Require a huge help here, since this is affecting our production instance.
One of the replica server is failing due to lack of memory (see below chunk of piece from kern.log)
kernel: [80110.848341] Out of memory: kill process 4643 (mongod) score 214181 or a child
kernel: [80110.848349] Killed process 4643 (mongod)
UPDATE
kernel: mongod invoked oom-killer: gfp_mask=0x201da, order=0, oom_adj=0
kernel: [85544.157191] mongod cpuset=/ mems_allowed=0
kernel: [85544.157195] Pid: 7545, comm: mongod Not tainted 2.6.32-318-ec2
Insight:
- Primary server DB size is 50GB out of which 30GB is filled by index.
- Primary server has 7GB Ram whereas secondary server has 3.1GB Ram.
- Both servers are 64-bit machine and running Debian/Ubuntu respectively.
- Running Mongo 2.0.2 on both servers
Note:
I see a similar issue has been created in Jira-Mongo web-site recently – no answer to that yet.
Have you got swap enabled on these instances?

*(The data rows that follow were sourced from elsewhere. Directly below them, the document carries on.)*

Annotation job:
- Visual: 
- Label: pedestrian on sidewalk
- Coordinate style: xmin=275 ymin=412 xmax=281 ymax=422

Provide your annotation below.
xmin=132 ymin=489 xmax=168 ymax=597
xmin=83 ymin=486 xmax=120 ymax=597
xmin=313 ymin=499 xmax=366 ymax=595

While generally not needed for mongoDB operation it can prevent the process from being killed by the kernel when you hit an OOM situation. That is mentioned here:
http://www.mongodb.org/display/DOCS/Production+Notes#ProductionNotes-Swap
The issue referenced is happening during a full re-sync rather than ongoing production replication – is that what you are doing also?
Once you get things stable, take a look at your Res memory in mongostat or MMS, if that is exceeding or close to 3GB you should consider upgrading your secondary.